At the Old Bailey trial of nine men in connection with organised child grooming and child prostitution, X repeated in her evidence the allegations against PNM, and he was referred to by name by at least one of the defendants and by prosecuting counsel.
PNM’s identity was originally covered by a reporting restriction under s.4(2) of the Contempt of Court Act 1981, imposed by HHJ Rook QC in the criminal trial. The Respondents tried on three occasions to lift the s.4(2) order, and were twice refused. After the police confirmed in July 2013 that PNM would be released without charge, HHJ Rook QC prepared a draft judgment proposing to lift the order, as it could no longer be said that proceedings were “pending or imminent” against PNM.
Before that draft judgment could be formally handed down, PNM applied to the High Court for a privacy injunction. His claim was dismissed both by Tugendhat J  EWHC 3177 (QB) and by a Court of Appeal consisting of Lord Dyson MR, Sharp and Vos LJJ  EWCA Civ 1132.
Until hand-down of the Supreme Court decision, the s.4(2) order of HHJ Rook QC was continued to preserve the status quo.
(1) Had the Supreme Court in A v BBC  UKSC 25;  AC 588 modified the approach to the ‘ultimate balancing test’ (Article 8 v Article 10 ECHR) in Re S  UKHL 47;  1 AC 593?
(2) Whether the courts below had erred by treating Lord Rodger’s observation that “most members of the public understand that … you are innocent until proven guilty” (In re Guardian News & Media  UKSC 1;  2 AC 697 at ) as a legal presumption?
Appeal dismissed, Lord Sumption (with whom Lord Neuberger PSC, Lady Hale DPSC, and Lords Clarke and Reed agreed):
(1) While A v BBC was a case that turned on its particular facts, Lord Reed’s judgment in that case did not modify the general approach set out by Lord Steyn in Re S or by Lord Rodger in In re Guardian News & Media.
(2) Lord Rodger had not created such a legal presumption, let alone a rebuttable one, and Tugendhat J had not treated it as such. There was no error of law in his refusal of the injunction, or in the Court of Appeal declining to interfere.
Dissenting on the second ground, Lords Kerr and Wilson: that Lord Rodger had been articulating a legal presumption & that Tugendhat J fell into error in relying upon it.
A thorough review by Lord Sumption of the authorities which concern Open Justice, anonymity, reporting restrictions and privacy injunctions more generally. The majority judgment is particularly interesting for its discussion of the inter-relationship between the law of reputation, the law of privacy, and the law of contempt of court by publication.
The Court was unanimous in rejecting the first ground of appeal. This is unsurprising: it is difficult to see how the legal basis of the Re S balancing exercise could have been modified, in that it requires a fact-sensitive balancing of Convention Rights.
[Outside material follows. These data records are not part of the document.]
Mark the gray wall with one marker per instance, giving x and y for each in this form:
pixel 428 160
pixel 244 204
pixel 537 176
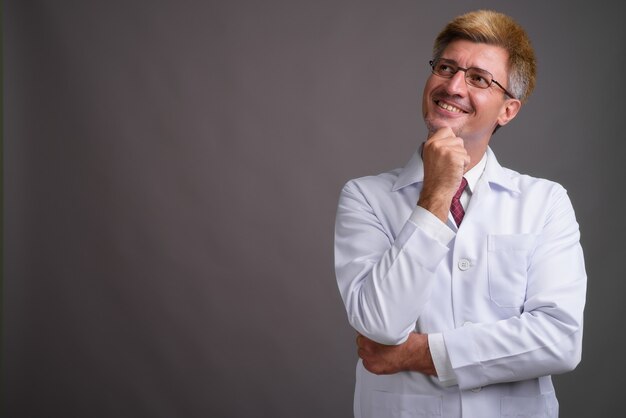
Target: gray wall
pixel 171 175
At most, there could only have been obiter comment seeking to affect the calibration of that balancing exercise, and the majority declined to do so, recognising the extensive intervention of Parliament in crafting limits to the scope of the courts’ ability to derogate from Open Justice.
As to second ground of appeal, the difference between the majority and minority is whether Lord Rodger was articulating a presumption, and whether Tugendhat J and the Court of Appeal had applied it as a presumption of law. But the minority and majority are agreed that there is no such presumption, and it should not be applied as such. This may in future allow, in particular case, for evidence to be called on public attitudes as to the guilt or otherwise of an applicant for a privacy injunction.